Whether we’ve grown up Catholic or not, there is a story that holds many women in its grip. This was certainly true for me.
The story was invented a long time ago. And even today, it plays itself out over and over again on the cold floor of the church, where a girl kneels in front of a statue of The Virgin Mary on Her Pedestal.
And here is me: a girl waking up to her sexual energy, feeling like crap.
It was then that, unknown to me, shame and guilt for being who I am, lodged themselves deep into my body.
I felt dirty every time I experienced sexual pleasure rising, masturbated, had sex and climaxed.
I was trapped in a vicious circle of acting in ways that made me feel even more ashamed later, subconsciously living the same story, “So, you see, you are a whore.”
Many years later, after much heartache and confusion in my life, I got in touch with this sweet, wounded part of me.
I grew up in a traditionally Catholic country. And even though they weren’t religious, my parents followed the tradition of their kids being baptized, attending catechism, and receiving first communion and confirmation.
Then, I was old enough to bolt!
I thought that I was leaving this life behind me. Little did I know that I would meet Mother Mary, again, this time through my Kundalini yoga practice. The same Mother Mary, and yet completely different. Rather than parading from the pedestal, she emanated a pure and unconditional divine mother love.
As I got to know her energy better, I faced the entanglement of shame and guilt stopping me from knowing her deeper. But I wanted to know her; I felt a yearning within myself so great that I needed to dive in.
This was an incredibly tough journey into the shadowland of my being and experience and the collective wounding of women.
Perhaps subconsciously or instead on purpose, the story of the Virgin Mary as someone who never had sex, and was therefore pure to deliver the Messiah to the world, is deeply disempowering to women.
It sets us up to hate ourselves, be afraid to speak up, forbid ourselves pleasure, and shame ourselves for feeling any at all.
It subdues our creative juices, our power, our life force.
Human beings are intrinsically sexual. Sexual energy is part of life’s energy that creates all that is. It’s a gateway to pleasure, healing, and an embodied connection with God/Goddess, or however we choose to call the Source of Life.
By denying ourselves the gifts of our sexual energy, we remain feeling disconnected from the Goddess—alone and afraid.
Sexual energy is not evil, and women are not devils in disguise.

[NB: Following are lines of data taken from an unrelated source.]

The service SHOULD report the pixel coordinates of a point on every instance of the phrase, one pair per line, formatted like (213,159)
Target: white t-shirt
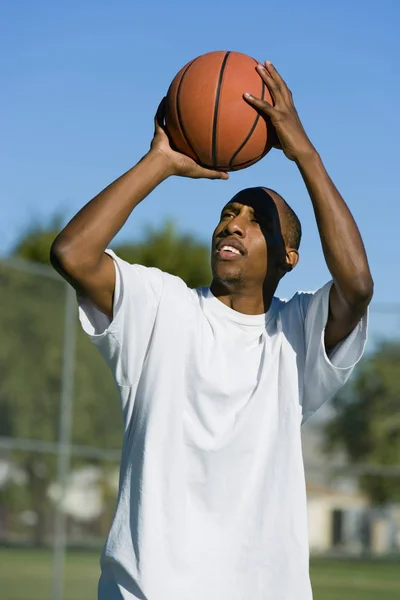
(212,498)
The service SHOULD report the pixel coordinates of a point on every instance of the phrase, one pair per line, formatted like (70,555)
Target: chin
(226,275)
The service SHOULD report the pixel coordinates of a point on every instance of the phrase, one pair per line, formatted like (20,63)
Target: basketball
(207,118)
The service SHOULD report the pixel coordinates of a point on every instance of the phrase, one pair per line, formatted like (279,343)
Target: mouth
(229,250)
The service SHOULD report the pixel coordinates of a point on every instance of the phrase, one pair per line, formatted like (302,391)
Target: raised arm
(77,252)
(341,241)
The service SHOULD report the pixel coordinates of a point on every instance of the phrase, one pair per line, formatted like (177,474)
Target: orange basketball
(208,119)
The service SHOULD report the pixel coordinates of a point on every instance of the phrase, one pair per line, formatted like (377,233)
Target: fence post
(64,441)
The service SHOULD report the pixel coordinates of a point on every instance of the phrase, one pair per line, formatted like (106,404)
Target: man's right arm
(78,251)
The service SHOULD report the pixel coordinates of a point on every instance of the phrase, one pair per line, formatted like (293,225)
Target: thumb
(260,105)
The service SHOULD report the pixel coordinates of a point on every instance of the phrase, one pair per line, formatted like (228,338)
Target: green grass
(27,574)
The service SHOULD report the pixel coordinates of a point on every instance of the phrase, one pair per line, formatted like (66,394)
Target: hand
(177,163)
(291,136)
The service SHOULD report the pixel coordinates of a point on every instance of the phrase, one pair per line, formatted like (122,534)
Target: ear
(290,261)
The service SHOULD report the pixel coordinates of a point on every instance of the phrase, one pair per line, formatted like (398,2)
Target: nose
(235,226)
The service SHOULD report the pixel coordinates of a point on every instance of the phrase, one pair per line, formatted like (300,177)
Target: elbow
(361,291)
(61,257)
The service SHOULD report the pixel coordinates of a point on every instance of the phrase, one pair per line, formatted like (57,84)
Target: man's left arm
(342,245)
(343,249)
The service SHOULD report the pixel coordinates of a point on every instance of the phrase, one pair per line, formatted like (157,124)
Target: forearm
(91,230)
(341,240)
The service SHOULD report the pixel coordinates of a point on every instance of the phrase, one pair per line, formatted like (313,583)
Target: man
(215,382)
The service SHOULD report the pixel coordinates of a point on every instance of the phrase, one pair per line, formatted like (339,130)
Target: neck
(249,300)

What has been done through suppression and misdirection of sexual energy is against the life-affirming force of which sexual energy is a part.
It has been, and continues to be, brutal. And I am saddened that the story of the Virgin Mary has played a role in this.

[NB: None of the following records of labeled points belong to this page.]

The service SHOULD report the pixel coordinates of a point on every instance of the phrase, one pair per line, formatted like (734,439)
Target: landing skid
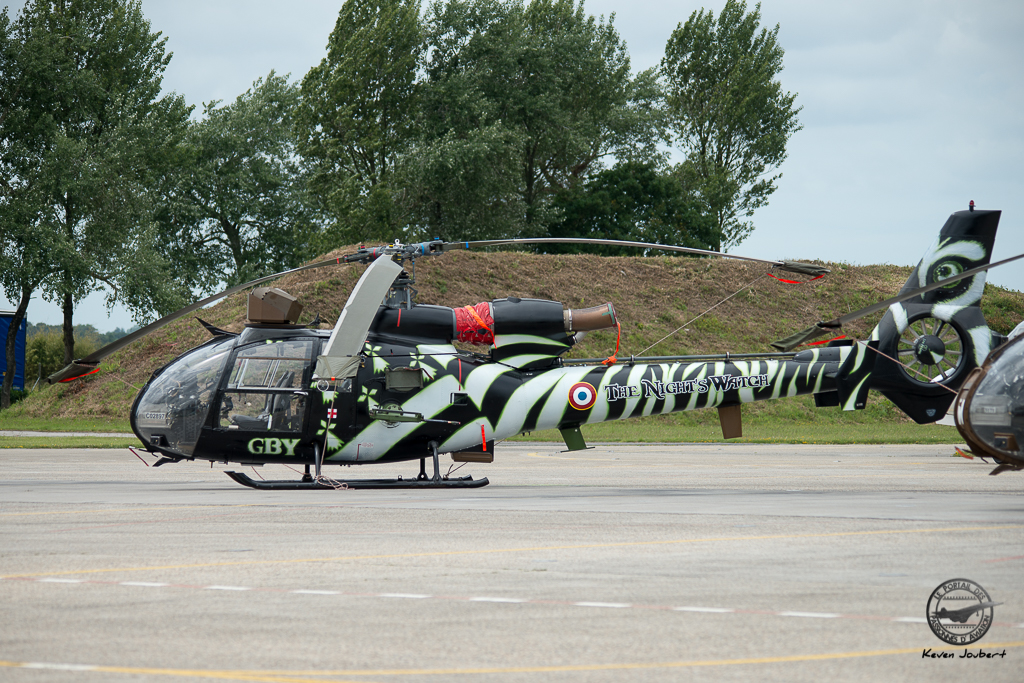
(320,481)
(285,484)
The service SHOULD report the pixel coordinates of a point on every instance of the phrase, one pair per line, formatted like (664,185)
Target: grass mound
(653,297)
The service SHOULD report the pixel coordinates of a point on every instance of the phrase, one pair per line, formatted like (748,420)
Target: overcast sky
(910,110)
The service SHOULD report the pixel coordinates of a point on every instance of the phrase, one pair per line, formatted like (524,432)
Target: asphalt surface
(723,562)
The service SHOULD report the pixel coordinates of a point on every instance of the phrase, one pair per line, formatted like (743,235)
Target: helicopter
(988,410)
(387,384)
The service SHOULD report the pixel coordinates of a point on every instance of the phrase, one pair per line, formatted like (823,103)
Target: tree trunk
(15,324)
(69,308)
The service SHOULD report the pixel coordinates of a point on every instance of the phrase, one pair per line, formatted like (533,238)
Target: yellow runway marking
(528,549)
(302,677)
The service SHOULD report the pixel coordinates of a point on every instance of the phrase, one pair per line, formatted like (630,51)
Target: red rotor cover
(474,325)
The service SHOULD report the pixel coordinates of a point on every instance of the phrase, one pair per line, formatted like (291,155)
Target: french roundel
(583,395)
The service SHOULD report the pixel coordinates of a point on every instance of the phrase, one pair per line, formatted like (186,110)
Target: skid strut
(309,481)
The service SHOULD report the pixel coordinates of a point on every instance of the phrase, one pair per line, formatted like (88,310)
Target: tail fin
(940,336)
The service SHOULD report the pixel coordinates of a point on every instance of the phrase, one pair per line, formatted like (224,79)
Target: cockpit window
(278,365)
(264,389)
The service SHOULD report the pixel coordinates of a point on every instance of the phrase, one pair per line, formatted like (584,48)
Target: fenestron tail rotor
(823,328)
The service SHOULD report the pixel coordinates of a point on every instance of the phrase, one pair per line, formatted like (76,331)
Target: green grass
(69,442)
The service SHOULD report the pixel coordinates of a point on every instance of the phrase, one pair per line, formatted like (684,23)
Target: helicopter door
(264,389)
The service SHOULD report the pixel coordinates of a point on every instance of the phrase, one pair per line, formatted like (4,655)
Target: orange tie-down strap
(474,325)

When I could untangle the crippling energy that had kept me imprisoned for so long, I saw the beauty and purity of my own sexuality.
Roses were blossoming in my womb, in my vagina, and in my heart.

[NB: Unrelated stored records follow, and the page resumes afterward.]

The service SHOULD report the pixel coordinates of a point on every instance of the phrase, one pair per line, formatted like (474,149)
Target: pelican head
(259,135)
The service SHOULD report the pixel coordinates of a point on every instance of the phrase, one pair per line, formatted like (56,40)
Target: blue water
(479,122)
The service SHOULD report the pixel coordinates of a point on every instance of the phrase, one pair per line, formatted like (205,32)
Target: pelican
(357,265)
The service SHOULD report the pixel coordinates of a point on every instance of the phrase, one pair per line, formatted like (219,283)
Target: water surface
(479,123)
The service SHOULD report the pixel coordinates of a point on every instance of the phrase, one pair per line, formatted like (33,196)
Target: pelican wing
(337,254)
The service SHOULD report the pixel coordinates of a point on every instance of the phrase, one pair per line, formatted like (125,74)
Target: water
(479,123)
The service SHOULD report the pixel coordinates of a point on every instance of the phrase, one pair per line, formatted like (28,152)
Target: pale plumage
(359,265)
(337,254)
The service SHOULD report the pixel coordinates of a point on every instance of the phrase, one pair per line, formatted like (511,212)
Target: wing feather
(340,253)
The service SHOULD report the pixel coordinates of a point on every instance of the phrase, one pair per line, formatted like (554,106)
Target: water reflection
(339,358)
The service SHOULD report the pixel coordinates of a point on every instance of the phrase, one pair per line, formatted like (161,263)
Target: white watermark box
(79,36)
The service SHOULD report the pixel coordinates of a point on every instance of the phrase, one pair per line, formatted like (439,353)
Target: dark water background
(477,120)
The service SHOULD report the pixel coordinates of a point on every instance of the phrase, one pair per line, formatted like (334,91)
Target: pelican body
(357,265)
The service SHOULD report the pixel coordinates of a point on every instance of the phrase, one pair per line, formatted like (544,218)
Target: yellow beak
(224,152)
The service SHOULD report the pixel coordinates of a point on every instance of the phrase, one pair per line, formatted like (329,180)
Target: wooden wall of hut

And there was a sweet scent of innocence shimmering from the center of each of these roses. Shame, in its essence, is purity, and calls to be transformed through love for ourselves and each other.
I wish for every woman on this planet, now and in the future, to have the support to heal, own, and celebrate her sexuality. For all of us to know Mother Mary as pure of heart. Regardless of what we’ve been told or how little we may think of ourselves.
One of the most profound experiences I have ever had was feeling Mother Mary’s energy in my own sexual energy, body, and heart. Power. Beauty. Pleasure. Expansion. Bliss.
The story of the Virgin Mary is wrong. It’s time to write a new one. We are all rewriting this story from within the rotten heap of beliefs that no longer serve us.
One by one, we are rising from the ashes of our own suffering, and Mary is rising with us.
We’re writing a new story of love without conditions. Love that doesn’t shame us, take away our power, nor puts the Virgin Mary on a pedestal we can never hope to reach. She has never wanted that.
Whether Mary had sex in her lifetime is irrelevant. What’s more than relevant is that if we choose, we can not only have sex but also enjoy it. In fact, it is our birthright to enjoy it.
Regardless of your connection, or lack of it, with Mother Mary, freeing ourselves from this patriarchal bond will send rippling waves of empowerment and love to all on Earth.